Kernkonzepte
Approx-FIRAL is a scalable active learning algorithm that dramatically accelerates the original FIRAL algorithm without compromising accuracy, enabling efficient active learning for large-scale datasets.
Zusammenfassung
The content presents Approx-FIRAL, a scalable active learning algorithm for multiclass classification using logistic regression. The original FIRAL algorithm was shown to outperform state-of-the-art methods, but suffered from high computational and storage complexity.

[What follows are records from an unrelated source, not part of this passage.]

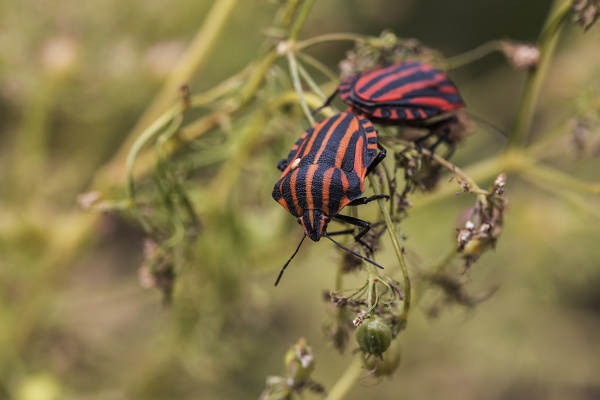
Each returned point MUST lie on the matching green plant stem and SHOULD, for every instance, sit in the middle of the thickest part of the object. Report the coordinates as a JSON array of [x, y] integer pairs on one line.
[[310, 82], [330, 37], [298, 86], [474, 54], [347, 381], [397, 244], [535, 77], [318, 65], [195, 55], [559, 179], [300, 20]]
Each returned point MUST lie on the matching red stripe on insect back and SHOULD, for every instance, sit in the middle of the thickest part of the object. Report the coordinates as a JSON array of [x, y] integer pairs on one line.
[[332, 129], [344, 200], [393, 76], [439, 102], [316, 131], [284, 204], [358, 162], [403, 90], [326, 183], [293, 191], [448, 89], [341, 152], [309, 178]]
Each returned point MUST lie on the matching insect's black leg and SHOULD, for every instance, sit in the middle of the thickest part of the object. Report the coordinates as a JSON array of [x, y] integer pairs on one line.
[[351, 231], [282, 164], [366, 227], [364, 200], [327, 102], [378, 159]]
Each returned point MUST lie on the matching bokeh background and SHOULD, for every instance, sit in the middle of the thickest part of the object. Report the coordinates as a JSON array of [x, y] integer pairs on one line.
[[74, 321]]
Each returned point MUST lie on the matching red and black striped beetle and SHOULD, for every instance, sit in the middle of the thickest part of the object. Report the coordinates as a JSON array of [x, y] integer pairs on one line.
[[405, 93], [325, 171]]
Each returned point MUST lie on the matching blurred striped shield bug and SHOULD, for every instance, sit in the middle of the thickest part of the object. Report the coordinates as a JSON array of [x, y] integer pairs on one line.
[[325, 172], [408, 93]]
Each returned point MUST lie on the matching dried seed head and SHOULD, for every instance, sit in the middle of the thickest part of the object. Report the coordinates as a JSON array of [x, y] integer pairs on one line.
[[89, 200], [521, 55], [299, 362], [586, 13]]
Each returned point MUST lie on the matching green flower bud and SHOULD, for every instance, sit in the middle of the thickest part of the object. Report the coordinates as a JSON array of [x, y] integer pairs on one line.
[[373, 336]]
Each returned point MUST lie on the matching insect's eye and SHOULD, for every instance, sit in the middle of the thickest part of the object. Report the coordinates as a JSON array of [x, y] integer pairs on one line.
[[295, 163]]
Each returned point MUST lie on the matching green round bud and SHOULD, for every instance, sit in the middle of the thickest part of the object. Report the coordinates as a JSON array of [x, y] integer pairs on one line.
[[373, 336], [385, 366]]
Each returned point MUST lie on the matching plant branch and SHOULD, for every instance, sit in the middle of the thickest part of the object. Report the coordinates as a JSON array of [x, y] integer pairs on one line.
[[397, 244], [535, 77]]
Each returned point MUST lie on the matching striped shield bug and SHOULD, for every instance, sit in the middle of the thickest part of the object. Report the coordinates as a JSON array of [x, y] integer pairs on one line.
[[408, 93], [325, 172]]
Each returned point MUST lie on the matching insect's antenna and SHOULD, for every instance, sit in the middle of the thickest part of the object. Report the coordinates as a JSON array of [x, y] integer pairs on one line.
[[352, 252], [487, 123], [286, 264]]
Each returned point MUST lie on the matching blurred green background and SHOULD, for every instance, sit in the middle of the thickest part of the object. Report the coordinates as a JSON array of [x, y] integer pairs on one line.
[[75, 323]]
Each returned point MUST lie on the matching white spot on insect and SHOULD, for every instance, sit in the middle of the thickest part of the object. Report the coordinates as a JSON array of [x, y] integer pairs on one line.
[[295, 163]]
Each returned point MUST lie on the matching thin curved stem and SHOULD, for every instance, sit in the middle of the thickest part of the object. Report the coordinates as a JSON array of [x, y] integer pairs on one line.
[[397, 244], [300, 20], [535, 77], [474, 54], [298, 85], [330, 37]]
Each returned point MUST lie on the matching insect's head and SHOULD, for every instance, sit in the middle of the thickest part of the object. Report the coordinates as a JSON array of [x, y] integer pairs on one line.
[[314, 223]]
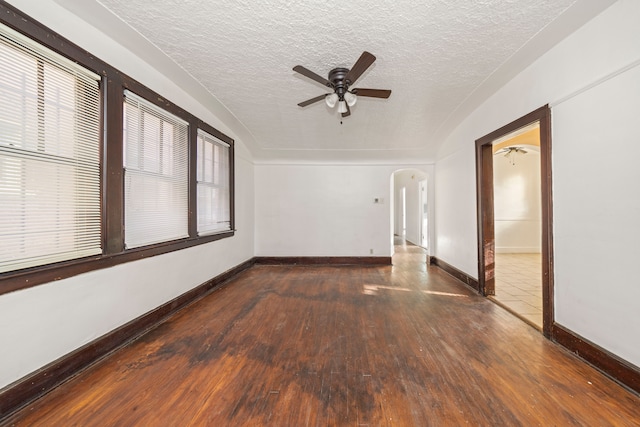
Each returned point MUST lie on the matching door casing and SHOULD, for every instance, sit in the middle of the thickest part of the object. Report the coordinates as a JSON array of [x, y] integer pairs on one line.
[[485, 206]]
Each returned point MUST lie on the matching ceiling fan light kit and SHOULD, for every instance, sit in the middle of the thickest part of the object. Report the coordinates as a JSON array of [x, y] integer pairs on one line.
[[340, 80]]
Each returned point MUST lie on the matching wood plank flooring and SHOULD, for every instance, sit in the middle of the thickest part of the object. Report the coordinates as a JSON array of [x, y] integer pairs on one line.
[[353, 346]]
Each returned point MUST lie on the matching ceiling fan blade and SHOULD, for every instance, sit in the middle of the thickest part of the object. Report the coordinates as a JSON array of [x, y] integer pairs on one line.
[[312, 100], [372, 93], [348, 113], [313, 76], [361, 65]]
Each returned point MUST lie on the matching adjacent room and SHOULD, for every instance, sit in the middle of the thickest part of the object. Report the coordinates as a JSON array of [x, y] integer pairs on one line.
[[319, 213]]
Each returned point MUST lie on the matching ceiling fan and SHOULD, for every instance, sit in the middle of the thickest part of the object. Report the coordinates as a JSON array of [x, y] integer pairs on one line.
[[508, 151], [340, 80]]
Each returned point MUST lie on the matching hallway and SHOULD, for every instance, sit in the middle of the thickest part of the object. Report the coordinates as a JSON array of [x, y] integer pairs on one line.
[[339, 345]]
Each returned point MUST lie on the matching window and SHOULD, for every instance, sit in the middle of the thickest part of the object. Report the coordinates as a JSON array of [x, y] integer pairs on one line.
[[96, 169], [214, 205], [156, 178], [49, 156]]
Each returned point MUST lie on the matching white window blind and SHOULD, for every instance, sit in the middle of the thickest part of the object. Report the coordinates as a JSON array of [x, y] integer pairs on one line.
[[214, 213], [156, 174], [49, 156]]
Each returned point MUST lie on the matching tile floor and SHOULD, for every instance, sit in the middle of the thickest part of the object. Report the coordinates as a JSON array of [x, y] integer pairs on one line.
[[519, 285]]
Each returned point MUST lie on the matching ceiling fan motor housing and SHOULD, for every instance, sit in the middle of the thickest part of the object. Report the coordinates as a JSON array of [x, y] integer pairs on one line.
[[340, 85]]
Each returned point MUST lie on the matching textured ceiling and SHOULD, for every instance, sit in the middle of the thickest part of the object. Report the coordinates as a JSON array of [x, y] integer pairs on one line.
[[432, 54]]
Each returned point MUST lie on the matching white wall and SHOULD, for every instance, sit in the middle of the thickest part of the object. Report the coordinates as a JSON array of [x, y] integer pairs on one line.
[[596, 200], [324, 210], [410, 180], [517, 212], [43, 323]]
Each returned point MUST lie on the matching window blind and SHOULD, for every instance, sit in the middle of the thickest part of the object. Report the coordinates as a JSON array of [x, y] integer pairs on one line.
[[155, 173], [49, 156], [214, 205]]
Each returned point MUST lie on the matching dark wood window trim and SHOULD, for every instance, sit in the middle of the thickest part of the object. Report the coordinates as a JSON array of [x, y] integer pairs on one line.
[[112, 192]]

To address these challenges, the authors propose several key innovations in Approx-FIRAL:
- Exploiting the structure of the Hessian matrix to enable fast matrix-vector multiplications and an effective preconditioner for the conjugate gradient solver in the RELAX step.
- Introducing a modified ROUND step that only requires block-diagonal matrix operations, significantly reducing the computational and storage requirements.
- Developing a parallel GPU-accelerated implementation that achieves strong and weak scaling on up to 12 GPUs.
The accuracy tests demonstrate that Approx-FIRAL matches the performance of the original FIRAL algorithm, while being orders of magnitude faster. The authors showcase the scalability of Approx-FIRAL on large-scale datasets like ImageNet, which were intractable for the original FIRAL.
Statistiken
The authors report the following key metrics:
Storage complexity of Approx-FIRAL: O(n(d + c) + cd^2)
Computational complexity of Approx-FIRAL RELAX step: O(nrelax ncd(d + nCGs))
Computational complexity of Approx-FIRAL ROUND step: O(bncd^2)
Zitate
"Approx-FIRAL demonstrates approximately 29 times faster performance than Exact-FIRAL for the ImageNet-50 dataset, and about 177 times faster for the Caltech-101 dataset."
"Approx-FIRAL outperforms other methods like Random, K-means, and Entropy in the active learning test results, and maintains a consistent performance level across both balanced and imbalanced datasets."